Vania Rossa | Suara.com

Jum'at, 19 Agustus 2022 | 08:19 WIB
Bukan Hanya Faktor Penuaan, Produksi Kolagen Juga Bisa Berkurang Akibat Polusi Udara
Ilustrasi terpapar polusi udara. (Elements Envato)

Suara.com - Kolagen diyakini berperan besar dalam membuat kulit tetap kenyal, lembap, dan sehat, yang menjadi indikator kulit awet muda. Seiring bertambahnya usia, tubuh akan menghasilkan lebih sedikit kolagen, sehingga menyebabkan kulit menua dan muncullah keriput.

Namun ternyata, penurunan produksi kolagen ini tak sepenuhnya disebabkan oleh faktor usia. Dokter spesialis gizi dr. Yohan Samudra, Sp.GK menyebut bahwa terpapar polusi udara juga dapat menurunkan produksi kolagen dalam tubuh seseorang.
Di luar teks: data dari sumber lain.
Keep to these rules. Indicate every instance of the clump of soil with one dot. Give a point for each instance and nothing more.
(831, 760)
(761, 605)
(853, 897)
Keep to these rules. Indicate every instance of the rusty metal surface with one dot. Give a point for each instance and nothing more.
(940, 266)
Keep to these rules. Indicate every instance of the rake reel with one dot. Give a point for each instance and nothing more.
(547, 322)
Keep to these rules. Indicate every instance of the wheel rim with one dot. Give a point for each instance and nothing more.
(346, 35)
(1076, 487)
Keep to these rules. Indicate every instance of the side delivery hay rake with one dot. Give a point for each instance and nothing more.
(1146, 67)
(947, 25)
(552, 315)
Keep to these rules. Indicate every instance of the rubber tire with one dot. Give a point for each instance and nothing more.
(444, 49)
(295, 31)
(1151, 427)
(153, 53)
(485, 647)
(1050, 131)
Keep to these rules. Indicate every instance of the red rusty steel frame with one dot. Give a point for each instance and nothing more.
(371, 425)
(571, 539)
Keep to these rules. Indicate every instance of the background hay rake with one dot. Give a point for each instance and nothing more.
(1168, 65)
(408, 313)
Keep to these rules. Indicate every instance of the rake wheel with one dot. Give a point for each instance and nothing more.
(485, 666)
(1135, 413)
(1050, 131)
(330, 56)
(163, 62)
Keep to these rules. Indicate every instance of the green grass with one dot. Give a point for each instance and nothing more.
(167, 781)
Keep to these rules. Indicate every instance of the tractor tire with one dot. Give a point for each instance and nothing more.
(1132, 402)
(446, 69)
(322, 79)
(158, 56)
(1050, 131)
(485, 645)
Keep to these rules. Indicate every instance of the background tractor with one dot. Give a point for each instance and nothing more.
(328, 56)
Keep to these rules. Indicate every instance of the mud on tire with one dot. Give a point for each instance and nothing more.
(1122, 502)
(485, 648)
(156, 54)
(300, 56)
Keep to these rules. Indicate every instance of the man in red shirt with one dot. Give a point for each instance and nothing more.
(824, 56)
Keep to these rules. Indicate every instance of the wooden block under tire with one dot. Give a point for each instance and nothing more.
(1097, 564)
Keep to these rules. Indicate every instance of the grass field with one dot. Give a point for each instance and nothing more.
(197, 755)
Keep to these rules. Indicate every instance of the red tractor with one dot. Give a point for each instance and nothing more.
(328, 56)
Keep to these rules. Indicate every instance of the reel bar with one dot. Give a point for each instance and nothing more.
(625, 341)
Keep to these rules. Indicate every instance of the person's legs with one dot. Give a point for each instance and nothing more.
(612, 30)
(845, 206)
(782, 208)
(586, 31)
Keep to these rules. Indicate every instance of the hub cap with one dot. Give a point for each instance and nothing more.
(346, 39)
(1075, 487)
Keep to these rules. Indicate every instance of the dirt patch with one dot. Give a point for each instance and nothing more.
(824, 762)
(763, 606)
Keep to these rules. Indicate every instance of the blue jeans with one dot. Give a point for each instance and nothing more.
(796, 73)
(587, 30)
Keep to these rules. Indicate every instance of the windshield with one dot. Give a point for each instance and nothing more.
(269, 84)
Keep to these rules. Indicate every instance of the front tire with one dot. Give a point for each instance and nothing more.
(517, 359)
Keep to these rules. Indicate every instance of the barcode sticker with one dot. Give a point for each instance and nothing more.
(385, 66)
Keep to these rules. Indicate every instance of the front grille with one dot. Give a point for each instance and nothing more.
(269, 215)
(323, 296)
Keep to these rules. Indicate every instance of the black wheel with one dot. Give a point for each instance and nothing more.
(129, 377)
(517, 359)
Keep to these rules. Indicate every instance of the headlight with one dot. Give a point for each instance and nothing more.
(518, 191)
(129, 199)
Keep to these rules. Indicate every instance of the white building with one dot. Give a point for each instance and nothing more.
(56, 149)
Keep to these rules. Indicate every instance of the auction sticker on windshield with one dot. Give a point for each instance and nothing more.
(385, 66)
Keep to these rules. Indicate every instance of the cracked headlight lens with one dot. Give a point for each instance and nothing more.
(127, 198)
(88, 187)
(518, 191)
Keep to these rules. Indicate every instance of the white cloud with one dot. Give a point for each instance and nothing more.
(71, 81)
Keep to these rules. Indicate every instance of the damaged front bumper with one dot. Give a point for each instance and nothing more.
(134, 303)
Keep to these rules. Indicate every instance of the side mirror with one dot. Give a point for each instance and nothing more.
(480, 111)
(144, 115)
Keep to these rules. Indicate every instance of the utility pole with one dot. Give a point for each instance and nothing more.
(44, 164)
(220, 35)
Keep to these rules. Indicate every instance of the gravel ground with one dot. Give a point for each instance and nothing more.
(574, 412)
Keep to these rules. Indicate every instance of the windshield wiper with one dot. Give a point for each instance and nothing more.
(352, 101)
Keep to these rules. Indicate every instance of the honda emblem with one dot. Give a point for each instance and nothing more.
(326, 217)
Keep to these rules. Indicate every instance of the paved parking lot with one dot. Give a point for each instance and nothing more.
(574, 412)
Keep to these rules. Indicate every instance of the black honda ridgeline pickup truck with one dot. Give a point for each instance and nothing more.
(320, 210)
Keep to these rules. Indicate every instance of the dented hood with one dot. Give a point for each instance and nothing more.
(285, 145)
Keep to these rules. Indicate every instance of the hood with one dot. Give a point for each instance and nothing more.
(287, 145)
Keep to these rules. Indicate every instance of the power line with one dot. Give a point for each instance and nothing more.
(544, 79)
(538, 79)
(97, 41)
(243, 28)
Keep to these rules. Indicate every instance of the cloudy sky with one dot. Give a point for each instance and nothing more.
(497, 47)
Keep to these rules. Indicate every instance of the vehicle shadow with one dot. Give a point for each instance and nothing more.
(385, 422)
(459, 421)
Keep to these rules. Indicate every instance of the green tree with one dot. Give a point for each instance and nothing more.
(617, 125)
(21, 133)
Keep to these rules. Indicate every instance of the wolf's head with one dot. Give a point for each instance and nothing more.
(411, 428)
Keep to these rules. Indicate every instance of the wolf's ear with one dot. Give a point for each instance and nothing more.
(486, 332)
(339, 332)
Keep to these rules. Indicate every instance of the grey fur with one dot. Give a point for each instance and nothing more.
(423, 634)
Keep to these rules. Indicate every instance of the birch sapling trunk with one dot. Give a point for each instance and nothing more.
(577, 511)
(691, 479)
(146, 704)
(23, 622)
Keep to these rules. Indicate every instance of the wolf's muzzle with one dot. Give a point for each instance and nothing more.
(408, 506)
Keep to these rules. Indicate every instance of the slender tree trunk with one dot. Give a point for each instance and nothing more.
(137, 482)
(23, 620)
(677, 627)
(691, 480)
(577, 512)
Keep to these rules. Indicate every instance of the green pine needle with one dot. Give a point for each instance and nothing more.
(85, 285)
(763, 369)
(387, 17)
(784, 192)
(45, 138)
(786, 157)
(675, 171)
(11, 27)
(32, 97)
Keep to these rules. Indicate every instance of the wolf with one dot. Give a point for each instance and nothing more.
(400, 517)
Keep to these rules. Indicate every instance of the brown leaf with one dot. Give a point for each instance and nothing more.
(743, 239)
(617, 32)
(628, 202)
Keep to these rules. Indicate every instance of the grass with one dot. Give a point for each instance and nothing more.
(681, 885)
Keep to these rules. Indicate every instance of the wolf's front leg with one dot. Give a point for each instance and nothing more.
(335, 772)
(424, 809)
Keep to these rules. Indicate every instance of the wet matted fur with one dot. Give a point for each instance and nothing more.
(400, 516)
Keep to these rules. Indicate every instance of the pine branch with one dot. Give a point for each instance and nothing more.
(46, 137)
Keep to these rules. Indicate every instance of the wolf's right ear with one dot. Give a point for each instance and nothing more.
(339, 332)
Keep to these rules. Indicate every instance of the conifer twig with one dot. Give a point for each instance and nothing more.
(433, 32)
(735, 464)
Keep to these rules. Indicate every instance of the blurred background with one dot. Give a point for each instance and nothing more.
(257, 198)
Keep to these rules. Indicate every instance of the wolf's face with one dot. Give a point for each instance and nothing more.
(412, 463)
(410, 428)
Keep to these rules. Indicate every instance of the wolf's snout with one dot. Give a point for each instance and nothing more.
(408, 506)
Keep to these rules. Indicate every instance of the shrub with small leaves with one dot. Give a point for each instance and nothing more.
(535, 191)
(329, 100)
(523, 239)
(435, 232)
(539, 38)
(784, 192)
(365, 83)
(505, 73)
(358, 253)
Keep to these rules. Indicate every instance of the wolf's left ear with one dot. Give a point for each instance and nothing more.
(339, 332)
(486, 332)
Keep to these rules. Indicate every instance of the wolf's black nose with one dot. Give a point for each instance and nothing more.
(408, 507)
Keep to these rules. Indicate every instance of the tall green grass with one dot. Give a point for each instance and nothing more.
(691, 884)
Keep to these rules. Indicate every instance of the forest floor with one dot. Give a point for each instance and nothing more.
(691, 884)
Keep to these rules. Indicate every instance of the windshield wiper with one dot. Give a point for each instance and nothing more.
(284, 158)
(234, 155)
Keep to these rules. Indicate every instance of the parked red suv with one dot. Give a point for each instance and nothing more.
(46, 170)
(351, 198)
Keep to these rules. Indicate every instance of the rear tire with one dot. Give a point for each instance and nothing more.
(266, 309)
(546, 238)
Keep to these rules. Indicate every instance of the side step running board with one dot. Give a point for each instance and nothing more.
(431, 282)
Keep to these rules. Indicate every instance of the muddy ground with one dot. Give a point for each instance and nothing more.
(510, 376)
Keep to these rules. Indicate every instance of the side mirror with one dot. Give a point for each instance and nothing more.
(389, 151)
Tak hanya itu, kebiasaan merokok, konsumsi minuman beralkohol, kebiasaan begadang, serta terpapar sinar matahari berlebihan juga menjadi penyebab menurunnya kolagen dalam tubuh.

"Banyak paparan UVA, kolagen bisa turun, bisa timbul flek-flek, tingkatkan risiko kanker kulit," kata Yohan dalam sebuah konferensi pers di Jakarta, Kamis (18/8/2022), seperti dikutip dari Antara.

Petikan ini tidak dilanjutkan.